Depuis son apparition, le vapotage a été présenté comme une alternative moins nocive au tabac. Cependant, des études récentes, dont celle-ci, remettent en question cette perception. En 2024 déjà, des travaux publiés dans The Lancet Oncology avaient souligné que les fumeurs utilisant des cigarettes électroniques avaient tendance à maintenir une consommation de nicotine, retardant ainsi leur sevrage définitif.

En Corée du Sud, où cette étude a été menée, les autorités sanitaires ont récemment renforcé les campagnes de prévention contre le vapotage chez les jeunes et les anciens fumeurs. Le ministère de la Santé sud-coréen a d’ailleurs annoncé en 2025 le lancement d’un programme pilote visant à tester des méthodes d’accompagnement plus strictes pour les personnes souhaitant arrêter de fumer, avec une attention particulière portée aux substituts nicotiniques validés scientifiquement.

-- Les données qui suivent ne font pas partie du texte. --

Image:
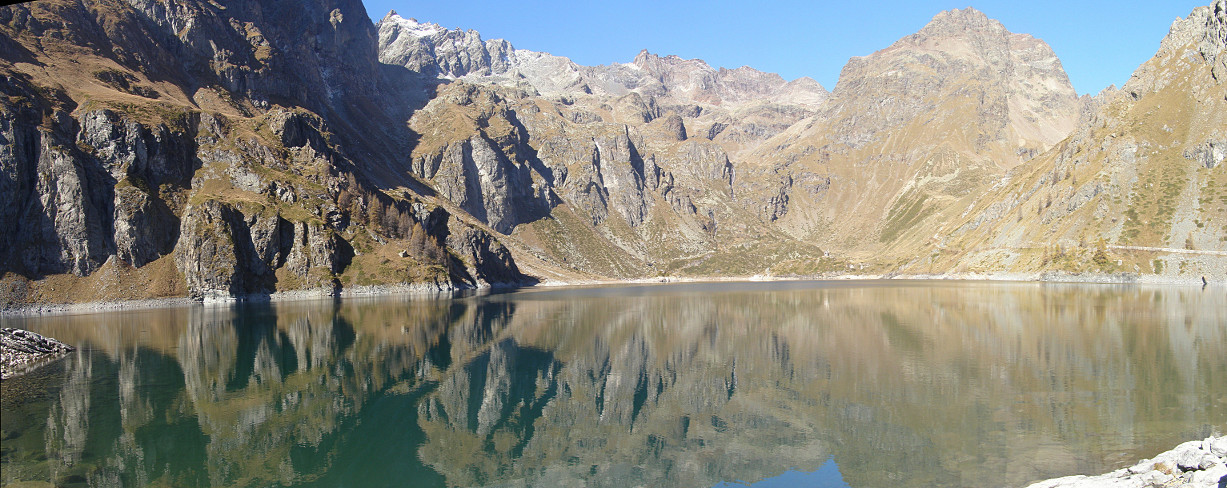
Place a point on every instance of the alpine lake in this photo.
(778, 384)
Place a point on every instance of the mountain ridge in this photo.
(198, 148)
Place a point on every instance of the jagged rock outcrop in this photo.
(1142, 171)
(22, 351)
(210, 131)
(912, 126)
(403, 152)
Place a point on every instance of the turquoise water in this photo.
(825, 384)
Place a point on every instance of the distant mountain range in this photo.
(221, 148)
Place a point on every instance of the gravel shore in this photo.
(1196, 464)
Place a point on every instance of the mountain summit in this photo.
(204, 148)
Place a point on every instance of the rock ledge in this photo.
(22, 351)
(1194, 464)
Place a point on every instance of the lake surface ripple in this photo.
(863, 384)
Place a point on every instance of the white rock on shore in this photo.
(1196, 464)
(21, 351)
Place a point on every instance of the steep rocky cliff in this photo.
(913, 126)
(1139, 188)
(221, 150)
(206, 148)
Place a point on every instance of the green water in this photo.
(859, 384)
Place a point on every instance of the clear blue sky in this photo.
(1100, 42)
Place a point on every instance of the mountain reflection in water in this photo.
(884, 384)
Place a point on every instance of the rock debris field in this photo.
(1194, 464)
(21, 351)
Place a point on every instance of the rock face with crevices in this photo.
(22, 351)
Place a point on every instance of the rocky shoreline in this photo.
(22, 351)
(1196, 464)
(17, 309)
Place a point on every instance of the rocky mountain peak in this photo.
(1206, 27)
(961, 22)
(1199, 39)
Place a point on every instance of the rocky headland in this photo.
(1196, 464)
(22, 351)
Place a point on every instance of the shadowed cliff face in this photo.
(214, 150)
(660, 385)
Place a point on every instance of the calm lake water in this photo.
(827, 384)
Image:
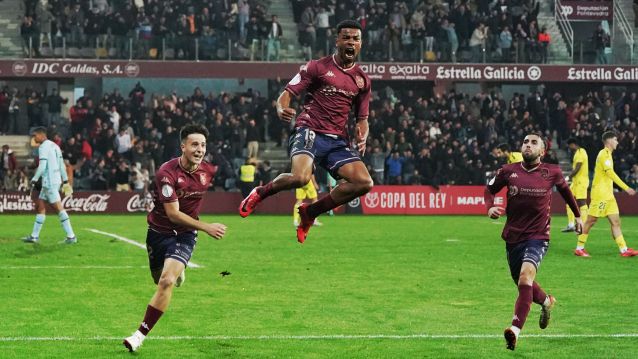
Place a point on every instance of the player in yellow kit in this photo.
(309, 191)
(603, 203)
(503, 151)
(579, 177)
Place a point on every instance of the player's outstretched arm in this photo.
(215, 230)
(493, 187)
(284, 111)
(362, 134)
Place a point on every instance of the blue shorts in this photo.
(327, 151)
(176, 246)
(50, 195)
(531, 250)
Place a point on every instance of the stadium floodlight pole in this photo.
(196, 49)
(163, 49)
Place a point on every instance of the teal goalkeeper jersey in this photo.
(51, 167)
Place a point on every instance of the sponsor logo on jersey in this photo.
(167, 191)
(360, 82)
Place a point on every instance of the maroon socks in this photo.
(523, 304)
(539, 294)
(150, 318)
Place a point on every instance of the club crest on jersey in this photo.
(360, 82)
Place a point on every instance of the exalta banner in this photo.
(270, 70)
(399, 200)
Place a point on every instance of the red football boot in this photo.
(510, 338)
(629, 253)
(248, 205)
(304, 224)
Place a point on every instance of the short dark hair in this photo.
(348, 24)
(539, 135)
(191, 129)
(504, 147)
(609, 134)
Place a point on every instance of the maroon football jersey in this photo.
(529, 199)
(174, 183)
(331, 92)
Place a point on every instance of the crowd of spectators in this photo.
(117, 141)
(464, 31)
(416, 137)
(110, 27)
(444, 31)
(452, 138)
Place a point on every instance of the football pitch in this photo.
(360, 287)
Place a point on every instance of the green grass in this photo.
(354, 276)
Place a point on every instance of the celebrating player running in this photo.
(526, 231)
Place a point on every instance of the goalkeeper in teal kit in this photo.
(52, 171)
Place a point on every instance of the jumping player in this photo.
(52, 171)
(526, 231)
(173, 223)
(603, 203)
(334, 85)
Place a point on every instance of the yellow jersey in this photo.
(582, 177)
(602, 188)
(514, 157)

Des implications mondiales pour les politiques de santé publique

Les conclusions de cette étude pourraient avoir un impact significatif sur les politiques de santé publique à l’échelle internationale. Plusieurs pays, dont la France et le Royaume-Uni, avaient jusqu’ici encouragé le vapotage comme outil de réduction des risques pour les fumeurs incapables de renoncer à la nicotine. Cependant, ces nouvelles données pourraient inciter les autorités à revoir leurs recommandations.

En France, la Haute Autorité de Santé (HAS) a indiqué qu’elle prendrait en compte ces résultats dans sa prochaine révision des recommandations sur l’aide à l’arrêt du tabac, prévue pour fin 2026. La HAS rappelle par ailleurs que les méthodes d’arrêt conventionnelles, telles que les substituts nicotiniques ou les thérapies comportementales, restent les plus efficaces et les mieux documentées.

Et maintenant ?

Cette étude ouvre la voie à de nouvelles recherches sur les effets à long terme du vapotage. Les scientifiques soulignent la nécessité de mener des études complémentaires pour évaluer précisément les risques cancéreux liés à la cigarette électronique, notamment en distinguant les différents types de produits (liquides nicotiniques, sans nicotine, etc.).

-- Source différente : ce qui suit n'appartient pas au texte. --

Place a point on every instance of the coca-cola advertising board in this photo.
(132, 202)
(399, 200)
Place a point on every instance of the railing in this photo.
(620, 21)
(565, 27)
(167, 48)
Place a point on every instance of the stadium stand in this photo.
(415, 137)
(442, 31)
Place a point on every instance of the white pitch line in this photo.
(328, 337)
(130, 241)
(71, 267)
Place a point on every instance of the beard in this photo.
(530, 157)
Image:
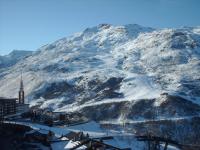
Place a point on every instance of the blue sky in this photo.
(29, 24)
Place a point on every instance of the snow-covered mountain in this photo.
(13, 57)
(113, 69)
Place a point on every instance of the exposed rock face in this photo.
(113, 71)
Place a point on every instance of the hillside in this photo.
(109, 67)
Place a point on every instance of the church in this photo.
(13, 106)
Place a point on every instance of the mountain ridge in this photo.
(109, 64)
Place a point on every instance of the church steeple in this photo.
(21, 91)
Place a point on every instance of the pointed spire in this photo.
(21, 83)
(21, 91)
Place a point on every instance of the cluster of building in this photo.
(13, 106)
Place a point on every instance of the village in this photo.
(22, 127)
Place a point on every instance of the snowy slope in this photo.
(109, 64)
(13, 57)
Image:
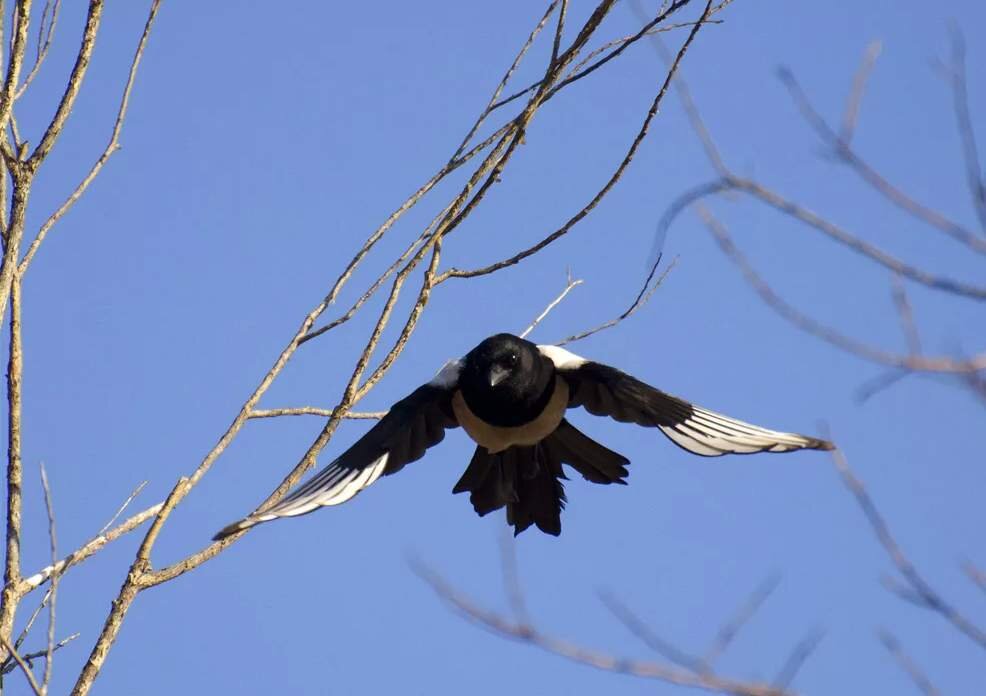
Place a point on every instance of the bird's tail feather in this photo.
(527, 480)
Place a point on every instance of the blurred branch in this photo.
(907, 664)
(511, 578)
(46, 31)
(850, 116)
(827, 333)
(614, 178)
(925, 594)
(53, 590)
(313, 411)
(643, 632)
(804, 649)
(526, 633)
(844, 153)
(975, 574)
(28, 674)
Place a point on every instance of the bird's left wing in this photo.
(412, 425)
(607, 391)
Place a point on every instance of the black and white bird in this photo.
(510, 396)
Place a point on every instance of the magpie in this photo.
(511, 396)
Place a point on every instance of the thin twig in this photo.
(313, 411)
(569, 286)
(30, 657)
(120, 510)
(970, 150)
(905, 314)
(53, 541)
(28, 674)
(907, 664)
(643, 632)
(643, 297)
(111, 147)
(511, 578)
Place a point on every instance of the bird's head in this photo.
(504, 362)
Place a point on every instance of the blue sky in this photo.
(263, 146)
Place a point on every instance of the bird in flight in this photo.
(510, 396)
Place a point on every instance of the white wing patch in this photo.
(712, 434)
(563, 359)
(332, 486)
(448, 376)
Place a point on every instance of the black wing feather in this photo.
(606, 391)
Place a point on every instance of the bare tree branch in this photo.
(929, 598)
(850, 117)
(907, 664)
(526, 633)
(511, 578)
(822, 331)
(73, 85)
(50, 13)
(643, 297)
(15, 472)
(28, 674)
(53, 541)
(846, 155)
(89, 548)
(569, 286)
(975, 574)
(313, 411)
(643, 632)
(729, 630)
(614, 178)
(111, 147)
(970, 151)
(797, 659)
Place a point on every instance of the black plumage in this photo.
(510, 396)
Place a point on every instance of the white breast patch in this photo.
(497, 438)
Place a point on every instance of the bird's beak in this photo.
(497, 375)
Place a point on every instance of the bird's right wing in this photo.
(412, 425)
(606, 391)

Dans l’immédiat, les experts appellent à une meilleure information du public sur les risques du vapotage, en particulier pour les anciens fumeurs. Une réunion est prévue en septembre 2026 lors du Congrès mondial de pneumologie, où ces résultats seront discutés avec des acteurs internationaux de la santé publique.

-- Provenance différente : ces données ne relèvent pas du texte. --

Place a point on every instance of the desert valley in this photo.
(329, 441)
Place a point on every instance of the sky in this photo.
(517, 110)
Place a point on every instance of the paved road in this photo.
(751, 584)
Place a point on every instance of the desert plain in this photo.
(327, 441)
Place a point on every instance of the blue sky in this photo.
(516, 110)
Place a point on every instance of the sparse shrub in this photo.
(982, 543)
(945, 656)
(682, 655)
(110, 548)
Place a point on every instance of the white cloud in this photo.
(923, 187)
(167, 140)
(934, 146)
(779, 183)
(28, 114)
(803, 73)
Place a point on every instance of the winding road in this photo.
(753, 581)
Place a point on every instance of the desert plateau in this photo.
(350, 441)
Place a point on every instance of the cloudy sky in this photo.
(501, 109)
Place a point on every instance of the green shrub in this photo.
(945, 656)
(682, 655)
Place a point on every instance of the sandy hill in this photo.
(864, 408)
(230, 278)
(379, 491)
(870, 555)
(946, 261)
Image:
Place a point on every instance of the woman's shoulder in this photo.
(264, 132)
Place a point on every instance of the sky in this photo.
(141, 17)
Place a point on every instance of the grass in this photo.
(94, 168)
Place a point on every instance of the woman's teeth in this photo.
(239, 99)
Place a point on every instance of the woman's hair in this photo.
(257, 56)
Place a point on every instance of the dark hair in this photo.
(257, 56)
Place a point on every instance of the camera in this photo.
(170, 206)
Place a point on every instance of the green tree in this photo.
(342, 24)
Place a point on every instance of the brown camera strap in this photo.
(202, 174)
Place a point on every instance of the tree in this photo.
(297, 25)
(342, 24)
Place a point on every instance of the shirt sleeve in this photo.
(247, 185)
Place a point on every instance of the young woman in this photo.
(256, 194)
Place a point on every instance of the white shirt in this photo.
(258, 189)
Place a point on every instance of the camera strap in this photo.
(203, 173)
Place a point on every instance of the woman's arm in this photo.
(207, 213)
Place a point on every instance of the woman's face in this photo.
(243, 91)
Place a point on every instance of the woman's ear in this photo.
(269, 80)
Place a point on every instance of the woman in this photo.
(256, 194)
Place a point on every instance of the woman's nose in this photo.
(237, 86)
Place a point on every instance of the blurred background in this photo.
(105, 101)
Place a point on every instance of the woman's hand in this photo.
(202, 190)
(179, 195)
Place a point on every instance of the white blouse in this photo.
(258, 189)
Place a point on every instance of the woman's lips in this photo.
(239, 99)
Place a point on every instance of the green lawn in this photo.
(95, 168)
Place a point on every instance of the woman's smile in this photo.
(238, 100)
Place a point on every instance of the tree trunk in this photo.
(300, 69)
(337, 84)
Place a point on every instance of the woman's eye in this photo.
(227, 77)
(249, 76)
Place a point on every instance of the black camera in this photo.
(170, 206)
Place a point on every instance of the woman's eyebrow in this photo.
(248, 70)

Cette étude rappelle une fois de plus que, face à la nicotine, la prudence reste de mise. Si le vapotage peut sembler être une solution de transition, ses risques pour la santé ne doivent pas être sous-estimés.

Selon l’étude publiée dans Nature Medicine, le vapotage reste moins nocif que la cigarette traditionnelle, mais il n’est pas sans risque. Les anciens fumeurs qui se tournent vers le vapotage présentent un risque accru de cancer du poumon et de mortalité par rapport à ceux ayant完全 arrêté de fumer. L’arrêt total du tabac reste donc la solution la plus sûre.

Les méthodes les plus efficaces et validées scientifiquement incluent les substituts nicotiniques (patchs, gommes), les médicaments comme le bupropion ou la varénicline, ainsi que les thérapies comportementales. Le vapotage, bien que parfois utilisé comme outil de sevrage, ne figure pas parmi les méthodes recommandées en première intention.